Glad to see you back!

I am almost always opposed to character deaths, because they're almost always for shock value, and at the end of things there will be a stupid resurrection that people complain about. But the stupid resurrections aren't the problem; they're the solution to the problem, which was killing the character off in the first place.

We'd do much better if writers, and more importantly editors, considered themselves custodians of lore, which means it's their job to keep it in good repair. Killing off characters almost always diminishes the lore.

Scipio said...

"they're the solution to the problem, which was killing the character off in the first place."

Scipio said...

"he planned to bring Alfred back at the end of the story in which he killed him, because of course he did. Dan DiDio was the one who insisted that Alfred remain dead, "

I thought about it a little longer.
Dan Didio could certainly prevent him from bringing back Alfred in a later story.
But he couldn't do that MID-STORY.
If Dan Didio said, "You can't kill ALfred and bring him back at the end of the story, BECAUSE THAT'S STUPID" , I 'm not sure I blame.
King had the simple choice NOT to kill Alfred. He chose otherwise, and trying to shift the blame to the editorial of ghost of Didio thinking "everyone already hates him anyway" is cowardly.

Imitorar said...

"is killing a character for shock value and bringing them back yourself sooner that much better? In some ways, it's that much more patently shameless."

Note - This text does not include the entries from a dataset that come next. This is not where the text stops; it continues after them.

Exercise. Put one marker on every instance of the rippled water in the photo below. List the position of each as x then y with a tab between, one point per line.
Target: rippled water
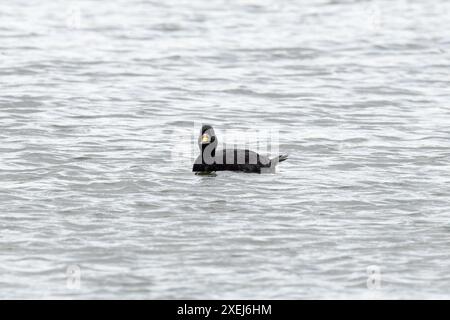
95	98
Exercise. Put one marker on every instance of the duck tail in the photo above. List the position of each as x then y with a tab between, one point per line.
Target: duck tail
278	159
282	157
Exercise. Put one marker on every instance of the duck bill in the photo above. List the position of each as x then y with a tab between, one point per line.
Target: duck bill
205	139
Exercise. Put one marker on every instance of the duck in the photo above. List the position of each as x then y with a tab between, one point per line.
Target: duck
242	160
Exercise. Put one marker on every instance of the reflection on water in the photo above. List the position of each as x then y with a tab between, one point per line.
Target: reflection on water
97	99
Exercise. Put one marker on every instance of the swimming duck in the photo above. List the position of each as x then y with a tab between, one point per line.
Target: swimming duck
244	160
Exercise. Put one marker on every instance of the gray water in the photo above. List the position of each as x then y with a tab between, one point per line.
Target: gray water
95	97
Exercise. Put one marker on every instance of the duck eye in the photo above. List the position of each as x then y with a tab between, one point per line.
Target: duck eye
206	138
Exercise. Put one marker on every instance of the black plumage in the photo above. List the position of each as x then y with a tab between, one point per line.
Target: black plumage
243	160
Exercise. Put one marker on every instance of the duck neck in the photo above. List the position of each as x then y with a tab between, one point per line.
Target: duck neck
208	153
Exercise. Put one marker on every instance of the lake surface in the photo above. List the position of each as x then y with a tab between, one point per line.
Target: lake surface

Better writing? Certainly not. It's definitely poor storytelling. But it's a lot less harmful to the DCU in the long term.

Like I said, I wasn't trying to argue that King's writing wasn't poorly thought out and given to shock over substance. I was just making the point that permanently getting rid of a venerable and beloved supporting character wasn't his idea. As for the story itself, the blame is all King's.